Mentoring Managers who are visionary leaders constantly mentor their staff. It's their role to recognize talent and groom employees for positions of additional responsibility. They contribute to the professional development of their employees by conducting performance appraisals and encouraging personal growth and increased productivity. Gathering Information It's the manager's role to gather all relevant information. Managers stay in touch with their superiors and are aware of new trends that might be implemented in the future. They maintain an "open-door" policy with their employees to keep up-to-date with issues that might be causing resentment or discontent among them. Evaluating Information It's also the manager's role to evaluate information when it is received, to determine who should receive the information and how it will be communicated. Managers use their judgment to decide what is relevant to pass on to their supervisors and what to share with their workers. Communicating Managers must communicate information at the most suitable time, using the most appropriate method of communication whether it be face-to-face at a meeting, via electronic technology or in print. Decision-Making Managers are constantly involved in decision-making, whether it's for smaller issues such as what time workers will take their breaks or for more important matters such as firing an employee for a transgression. The decision-making role is a critical one and involves resource allocation and negotiation. Building Relationships A vital management role revolves around the interpersonal relationships managers have with their subordinates and with their superiors. A manager's level of competency is directly related to the success of these relationships. Managers who develop a climate of trust find it easier to do their job. It's easier for them to get their workers to follow directions and it's easier to take direction from their supervisors. Controlling Climate Managers are also responsible for facilitating healthy interpersonal relationships among staff members. Employees are more productive when the relationships in the workplace are supportive and collaborative instead of filled with poisonous back-stabbing. It's the role of the manager to foster a positive climate.
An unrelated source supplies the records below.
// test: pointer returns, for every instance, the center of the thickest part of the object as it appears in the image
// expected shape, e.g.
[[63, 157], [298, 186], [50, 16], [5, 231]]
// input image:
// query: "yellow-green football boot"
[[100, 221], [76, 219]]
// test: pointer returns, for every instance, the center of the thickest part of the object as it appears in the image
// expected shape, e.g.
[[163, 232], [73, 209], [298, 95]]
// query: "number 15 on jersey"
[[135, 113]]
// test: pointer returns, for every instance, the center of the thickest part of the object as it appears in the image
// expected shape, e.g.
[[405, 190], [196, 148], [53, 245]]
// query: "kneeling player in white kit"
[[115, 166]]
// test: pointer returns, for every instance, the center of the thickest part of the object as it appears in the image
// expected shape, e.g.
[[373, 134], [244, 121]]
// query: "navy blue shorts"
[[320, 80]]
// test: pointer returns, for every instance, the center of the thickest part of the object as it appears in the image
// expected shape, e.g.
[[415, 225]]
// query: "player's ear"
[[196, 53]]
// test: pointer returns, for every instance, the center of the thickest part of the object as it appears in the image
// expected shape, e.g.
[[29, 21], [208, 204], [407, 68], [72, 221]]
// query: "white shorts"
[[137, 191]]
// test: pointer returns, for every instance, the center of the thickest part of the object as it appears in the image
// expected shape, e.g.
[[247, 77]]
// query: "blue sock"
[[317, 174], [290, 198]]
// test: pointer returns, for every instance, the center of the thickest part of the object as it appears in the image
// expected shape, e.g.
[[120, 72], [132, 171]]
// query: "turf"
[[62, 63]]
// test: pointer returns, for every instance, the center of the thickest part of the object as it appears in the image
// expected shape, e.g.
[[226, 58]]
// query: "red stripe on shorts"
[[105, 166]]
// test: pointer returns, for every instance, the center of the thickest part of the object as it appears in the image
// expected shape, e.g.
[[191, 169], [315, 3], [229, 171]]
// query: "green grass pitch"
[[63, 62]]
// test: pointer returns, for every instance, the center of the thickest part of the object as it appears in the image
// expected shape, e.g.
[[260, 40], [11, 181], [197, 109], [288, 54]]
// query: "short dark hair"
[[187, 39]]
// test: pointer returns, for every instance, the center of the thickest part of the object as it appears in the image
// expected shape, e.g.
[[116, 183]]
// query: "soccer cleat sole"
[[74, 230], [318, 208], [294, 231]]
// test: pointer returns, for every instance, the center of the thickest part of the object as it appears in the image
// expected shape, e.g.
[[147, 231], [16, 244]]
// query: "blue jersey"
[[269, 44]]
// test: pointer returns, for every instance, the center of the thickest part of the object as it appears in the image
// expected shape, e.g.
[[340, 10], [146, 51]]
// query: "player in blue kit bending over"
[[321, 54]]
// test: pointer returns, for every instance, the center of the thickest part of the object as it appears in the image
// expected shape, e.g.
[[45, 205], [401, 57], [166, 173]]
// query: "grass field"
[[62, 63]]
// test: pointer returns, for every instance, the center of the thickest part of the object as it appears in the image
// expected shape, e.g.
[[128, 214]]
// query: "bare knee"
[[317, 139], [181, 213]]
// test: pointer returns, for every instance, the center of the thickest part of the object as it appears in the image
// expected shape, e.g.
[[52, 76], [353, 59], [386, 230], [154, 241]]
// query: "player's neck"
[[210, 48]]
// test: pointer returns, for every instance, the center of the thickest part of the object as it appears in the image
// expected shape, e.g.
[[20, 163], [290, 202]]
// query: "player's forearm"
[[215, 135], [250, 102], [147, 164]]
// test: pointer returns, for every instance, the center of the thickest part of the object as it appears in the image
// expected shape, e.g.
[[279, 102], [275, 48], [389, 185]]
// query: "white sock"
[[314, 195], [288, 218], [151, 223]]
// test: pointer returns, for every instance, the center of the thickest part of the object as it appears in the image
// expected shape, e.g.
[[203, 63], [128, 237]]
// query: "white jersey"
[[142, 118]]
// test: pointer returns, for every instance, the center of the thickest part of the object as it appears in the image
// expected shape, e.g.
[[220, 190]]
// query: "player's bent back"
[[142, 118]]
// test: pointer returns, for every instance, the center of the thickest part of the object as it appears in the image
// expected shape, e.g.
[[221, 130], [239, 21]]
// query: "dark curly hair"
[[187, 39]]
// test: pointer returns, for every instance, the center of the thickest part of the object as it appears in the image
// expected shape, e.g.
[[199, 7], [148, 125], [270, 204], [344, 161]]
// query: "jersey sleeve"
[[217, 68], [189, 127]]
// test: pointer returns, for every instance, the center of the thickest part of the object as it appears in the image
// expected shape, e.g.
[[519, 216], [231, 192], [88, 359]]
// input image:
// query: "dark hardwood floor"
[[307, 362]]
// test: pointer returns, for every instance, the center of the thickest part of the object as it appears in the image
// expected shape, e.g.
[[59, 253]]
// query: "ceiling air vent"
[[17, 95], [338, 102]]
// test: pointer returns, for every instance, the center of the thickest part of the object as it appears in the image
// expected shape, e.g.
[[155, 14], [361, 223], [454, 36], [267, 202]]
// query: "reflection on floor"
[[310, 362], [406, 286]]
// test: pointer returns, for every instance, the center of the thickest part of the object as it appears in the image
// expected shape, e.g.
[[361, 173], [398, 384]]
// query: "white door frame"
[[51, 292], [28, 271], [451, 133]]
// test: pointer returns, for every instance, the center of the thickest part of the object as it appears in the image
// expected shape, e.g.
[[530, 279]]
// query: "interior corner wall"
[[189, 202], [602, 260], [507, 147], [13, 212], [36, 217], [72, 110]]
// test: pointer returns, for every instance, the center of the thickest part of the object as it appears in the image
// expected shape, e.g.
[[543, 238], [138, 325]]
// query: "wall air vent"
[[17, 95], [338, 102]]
Planning: Mapping out exactly how to achieve particular goals, generating plans for actions, and deciding what needs to happen in the future (today, next week, next month, next year, or over the next five years). Organizing: Implementing patterns of relationships among workers and making optimum use of resources to carry out plans. Resourcing encompasses the deployment and manipulation of human resources, financial resources, technological resources and natural resources. Staffing: Job analysis, recruitment and hiring for appropriate jobs. A human resources department is essential to accomplishing this goal. Leading/directing: Determining what needs to be done and getting people to do it. Controlling/monitoring: Checking progress against plans and taking any corrective actions necessary to make sure that plans remain on track. Motivation: Motivation is a basic function of management because employees cannot work effectively without motivation. Without motivation, employees may not contribute to other organizational functions and priorities.